The attraction to Public Private Partnerships (PPP) as a way of funding public sector projects is obvious, especially in a place like Northern Ireland where the infrastructure in the health, education, water and roads sectors is in poor condition due to historic lack of investment. PPP essentially allows government departments to enter into agreements with private companies to build, maintain and, in some cases, manage facilities which it does not have the money to fund in the short term.
But as the case of Belfast Metropolitan College's Titanic Quarter campus shows, it is by no means a foolproof way of financing developments.
The college hoped that two campuses made redundant by the new development could be sold to help fund the project, but the property crash meant that there will now be a shortfall in the cash realised and that will have to come out of the public purse.

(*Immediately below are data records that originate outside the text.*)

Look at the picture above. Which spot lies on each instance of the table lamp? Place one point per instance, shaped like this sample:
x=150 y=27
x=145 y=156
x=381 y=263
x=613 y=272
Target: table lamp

Some might argue that this was not a typical PPP and that pinning hopes on rising property prices was somewhat foolhardy, but it is not the only criticism of PPP.
The charges attached to the deals – which typically run for 25 or 30 years are eye- watering and higher than if government simply borrowed the money at the preferential rates it can obtain. Public sector bodies are seen as good risks in the money markets as they are unlikely to either go bankrupt or default on loans, hence the very competitive rates such bodies can obtain.
Another objection, especially relevant in Northern Ireland, is that it hinders attempts to rebalance the economy. PPPs favour large multi-national companies which mean that the private sector in the province is often excluded from vying for valuable government contracts. There are very few large companies in Northern Ireland capable of competing against established PPP providers.
So essentially we are obtaining poor value for money and doing little for the local private sector in going down the road of PPPs. One day we may regret putting ourselves into hock with private multi-nationals and wonder if they got by far the better return on the deal.